M = Money: We’re in the money business so this one could go in a lot of directions, but let’s just focus it on how you look at the money you make. It’s pretty traditional for any entrepreneur to look at their “take home pay” as “total gross income minus all expenses”. But I would encourage you to pay yourself a “salary” based on a combo of your experience, capabilities, and the amount of revenue you manage. That salary, roughly set at about 40% of your overall revenue, will be a big part of your total income, especially early on, but it shouldn’t be the only part. The other part will come from managing your business toward a net profit goal of say 25% or so. Consciously and proactively managing your overhead and expenses to no more than 35% of revenue will leave you with a 25% profit after you pay yourself a market wage for being an advisor of around 40%. Together, you net 65%, but there is wisdom in how you got there and if you ever plan to develop an associate advisor, take on a partner, or sell your practice one day, this net profit number will become a handy, if not necessary, tool to lean on. Another money mindset that has served me well is that if you have a “problem” that you can write a check to cover or have handled for you, then you don’t have a problem. I could go deeper on how you spend your money and what you spend it on, but that’s a great segue to the next letter…

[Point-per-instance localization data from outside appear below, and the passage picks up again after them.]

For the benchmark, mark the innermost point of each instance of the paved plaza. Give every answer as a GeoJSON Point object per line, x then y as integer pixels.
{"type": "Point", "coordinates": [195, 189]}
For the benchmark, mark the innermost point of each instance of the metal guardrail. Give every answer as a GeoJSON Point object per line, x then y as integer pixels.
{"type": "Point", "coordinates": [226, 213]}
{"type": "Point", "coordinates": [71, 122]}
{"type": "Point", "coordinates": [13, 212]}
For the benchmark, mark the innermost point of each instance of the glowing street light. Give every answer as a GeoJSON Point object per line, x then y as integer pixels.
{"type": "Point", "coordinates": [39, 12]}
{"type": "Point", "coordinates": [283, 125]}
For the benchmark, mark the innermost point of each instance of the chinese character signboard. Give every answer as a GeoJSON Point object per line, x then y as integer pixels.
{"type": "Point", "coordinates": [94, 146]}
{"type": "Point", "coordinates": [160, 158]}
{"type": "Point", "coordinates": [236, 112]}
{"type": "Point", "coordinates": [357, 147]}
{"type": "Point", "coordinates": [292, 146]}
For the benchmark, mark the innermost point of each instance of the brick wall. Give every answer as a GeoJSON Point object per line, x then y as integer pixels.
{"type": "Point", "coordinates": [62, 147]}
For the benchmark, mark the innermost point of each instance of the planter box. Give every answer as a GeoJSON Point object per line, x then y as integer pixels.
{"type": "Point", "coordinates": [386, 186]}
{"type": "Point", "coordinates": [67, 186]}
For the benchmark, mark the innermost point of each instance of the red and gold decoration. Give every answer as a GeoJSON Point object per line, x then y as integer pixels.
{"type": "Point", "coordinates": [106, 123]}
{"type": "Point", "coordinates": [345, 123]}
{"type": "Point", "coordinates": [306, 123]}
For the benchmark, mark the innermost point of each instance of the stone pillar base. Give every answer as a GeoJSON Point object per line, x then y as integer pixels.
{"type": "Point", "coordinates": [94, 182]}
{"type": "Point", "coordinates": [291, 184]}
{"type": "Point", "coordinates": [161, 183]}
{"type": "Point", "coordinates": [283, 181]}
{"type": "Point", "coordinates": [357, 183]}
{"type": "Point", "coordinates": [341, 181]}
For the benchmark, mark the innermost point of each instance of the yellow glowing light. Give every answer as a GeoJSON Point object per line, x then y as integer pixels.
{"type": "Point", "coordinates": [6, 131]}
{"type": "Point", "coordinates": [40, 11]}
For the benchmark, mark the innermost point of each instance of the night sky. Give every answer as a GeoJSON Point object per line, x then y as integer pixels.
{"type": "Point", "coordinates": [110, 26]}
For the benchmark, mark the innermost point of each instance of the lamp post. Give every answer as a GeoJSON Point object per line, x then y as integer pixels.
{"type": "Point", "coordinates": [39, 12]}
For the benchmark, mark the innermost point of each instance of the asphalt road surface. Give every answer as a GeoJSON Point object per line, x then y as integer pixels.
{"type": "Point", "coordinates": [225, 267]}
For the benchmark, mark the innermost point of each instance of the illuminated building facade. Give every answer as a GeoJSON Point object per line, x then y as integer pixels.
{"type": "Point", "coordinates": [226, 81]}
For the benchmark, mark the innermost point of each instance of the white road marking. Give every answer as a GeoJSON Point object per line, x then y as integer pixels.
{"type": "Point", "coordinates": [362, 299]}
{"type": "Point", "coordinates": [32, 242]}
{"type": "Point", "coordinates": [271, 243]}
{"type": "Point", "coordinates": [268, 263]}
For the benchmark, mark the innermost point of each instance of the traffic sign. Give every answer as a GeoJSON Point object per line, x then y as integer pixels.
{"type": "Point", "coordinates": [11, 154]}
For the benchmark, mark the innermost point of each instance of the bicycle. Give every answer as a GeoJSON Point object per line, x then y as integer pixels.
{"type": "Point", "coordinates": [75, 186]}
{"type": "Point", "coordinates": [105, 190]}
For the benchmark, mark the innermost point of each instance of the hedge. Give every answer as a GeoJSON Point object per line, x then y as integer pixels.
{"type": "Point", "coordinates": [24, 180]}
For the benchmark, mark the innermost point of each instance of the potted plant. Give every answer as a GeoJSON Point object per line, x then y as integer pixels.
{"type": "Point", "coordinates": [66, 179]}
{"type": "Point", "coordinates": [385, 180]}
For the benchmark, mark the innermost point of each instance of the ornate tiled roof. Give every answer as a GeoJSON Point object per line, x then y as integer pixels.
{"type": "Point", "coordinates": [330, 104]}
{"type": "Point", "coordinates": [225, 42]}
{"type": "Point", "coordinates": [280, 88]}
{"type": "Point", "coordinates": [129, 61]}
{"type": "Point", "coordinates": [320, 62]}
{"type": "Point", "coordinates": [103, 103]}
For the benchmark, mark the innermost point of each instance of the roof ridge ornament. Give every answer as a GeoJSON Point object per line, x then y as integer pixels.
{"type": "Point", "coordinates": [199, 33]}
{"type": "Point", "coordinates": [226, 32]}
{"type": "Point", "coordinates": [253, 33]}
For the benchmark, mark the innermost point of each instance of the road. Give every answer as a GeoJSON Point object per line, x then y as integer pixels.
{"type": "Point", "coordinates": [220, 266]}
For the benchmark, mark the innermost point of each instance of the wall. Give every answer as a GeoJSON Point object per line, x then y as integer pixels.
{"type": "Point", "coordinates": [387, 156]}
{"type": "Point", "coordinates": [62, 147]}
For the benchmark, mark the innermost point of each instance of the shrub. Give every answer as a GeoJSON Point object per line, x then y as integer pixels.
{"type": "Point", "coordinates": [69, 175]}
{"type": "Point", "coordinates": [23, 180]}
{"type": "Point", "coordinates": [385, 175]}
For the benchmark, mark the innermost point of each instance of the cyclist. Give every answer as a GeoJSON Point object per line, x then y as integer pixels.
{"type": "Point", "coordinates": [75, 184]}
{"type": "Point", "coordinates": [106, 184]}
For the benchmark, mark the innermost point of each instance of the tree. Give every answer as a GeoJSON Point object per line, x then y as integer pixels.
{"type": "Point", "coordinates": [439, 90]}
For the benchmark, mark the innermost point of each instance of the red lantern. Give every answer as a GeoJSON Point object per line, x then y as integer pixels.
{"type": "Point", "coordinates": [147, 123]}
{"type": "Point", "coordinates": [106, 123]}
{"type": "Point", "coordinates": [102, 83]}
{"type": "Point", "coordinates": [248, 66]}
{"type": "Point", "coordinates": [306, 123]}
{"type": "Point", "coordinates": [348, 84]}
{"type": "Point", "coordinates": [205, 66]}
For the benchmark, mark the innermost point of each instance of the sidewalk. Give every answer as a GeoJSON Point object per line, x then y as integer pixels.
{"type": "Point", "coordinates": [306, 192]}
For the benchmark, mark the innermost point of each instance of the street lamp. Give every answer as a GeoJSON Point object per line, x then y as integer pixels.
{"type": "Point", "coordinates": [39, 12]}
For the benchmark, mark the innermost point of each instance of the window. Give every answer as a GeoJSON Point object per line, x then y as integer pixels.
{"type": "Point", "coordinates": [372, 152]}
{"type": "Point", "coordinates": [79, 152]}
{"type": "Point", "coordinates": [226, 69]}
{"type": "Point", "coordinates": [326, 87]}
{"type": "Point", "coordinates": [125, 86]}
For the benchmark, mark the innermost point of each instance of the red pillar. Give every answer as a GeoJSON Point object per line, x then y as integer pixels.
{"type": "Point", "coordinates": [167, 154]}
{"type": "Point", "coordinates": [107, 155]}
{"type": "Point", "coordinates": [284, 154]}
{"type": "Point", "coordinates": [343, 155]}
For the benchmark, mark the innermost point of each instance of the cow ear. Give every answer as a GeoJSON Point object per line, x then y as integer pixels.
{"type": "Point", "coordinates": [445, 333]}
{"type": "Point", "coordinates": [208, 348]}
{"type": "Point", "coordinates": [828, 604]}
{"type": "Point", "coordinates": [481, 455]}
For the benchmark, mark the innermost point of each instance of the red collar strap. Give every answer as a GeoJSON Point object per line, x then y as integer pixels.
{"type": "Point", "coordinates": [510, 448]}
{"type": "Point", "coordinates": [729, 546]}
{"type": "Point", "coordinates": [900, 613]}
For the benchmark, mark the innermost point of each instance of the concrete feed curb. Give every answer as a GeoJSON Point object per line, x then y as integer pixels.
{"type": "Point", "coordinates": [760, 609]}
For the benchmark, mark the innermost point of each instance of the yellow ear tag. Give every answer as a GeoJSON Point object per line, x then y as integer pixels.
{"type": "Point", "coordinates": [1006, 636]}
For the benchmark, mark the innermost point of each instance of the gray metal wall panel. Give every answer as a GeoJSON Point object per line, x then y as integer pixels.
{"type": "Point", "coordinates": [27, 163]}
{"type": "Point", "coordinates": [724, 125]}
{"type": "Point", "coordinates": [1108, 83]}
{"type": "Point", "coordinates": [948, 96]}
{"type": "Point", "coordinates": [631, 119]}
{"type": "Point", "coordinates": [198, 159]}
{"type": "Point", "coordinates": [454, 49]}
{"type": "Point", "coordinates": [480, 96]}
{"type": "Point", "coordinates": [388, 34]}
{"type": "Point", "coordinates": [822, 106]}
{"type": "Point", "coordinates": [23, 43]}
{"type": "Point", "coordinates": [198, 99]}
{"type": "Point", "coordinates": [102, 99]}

P = People: Without quality people supporting the various aspects of your business, you will inevitably hit a ceiling and continually bounce off of it. I can point back to certain inflection points in my 30-year career where I made a jump from one level to the next and at every single one I can point to a specific person joining me and the others as a collaborator in this business. Finding the right people can be challenging, and like we have, you will surely swing and miss sometimes. Just learn and move on when that happens and don’t lose the lesson. But “A” players do not cost you money. In fact, in the spirit of “what do you do with your money”, “A” players are more like investments that compound over time vs expenses or overhead that is spent and never comes back around. Would you ever make an investment without expecting it to grow and compound? The same is true with seeing team members as investments vs an overhead item. What is your mindset around partnership with other people? I don’t necessarily mean legal partnership, but more like “partnering” different skills and capabilities and resources: money managers, marketing people, Cetera growth officers, technology providers, platform creators, compliance/due diligence people, your local support team, and on and on.
Now trust me on this: there a thousand other details to this business that we or someone on our team has to pay attention to, but most of them are some sort of subset of these biggies. And if you, as the lead advisor and entrepreneur, can just get these Big Four locked down, the rest become easier. Put simply: do you have a time system, do you focus on your most productive activities, do you run your business like a business and are you supported by and partnered with the right people? The rest is details.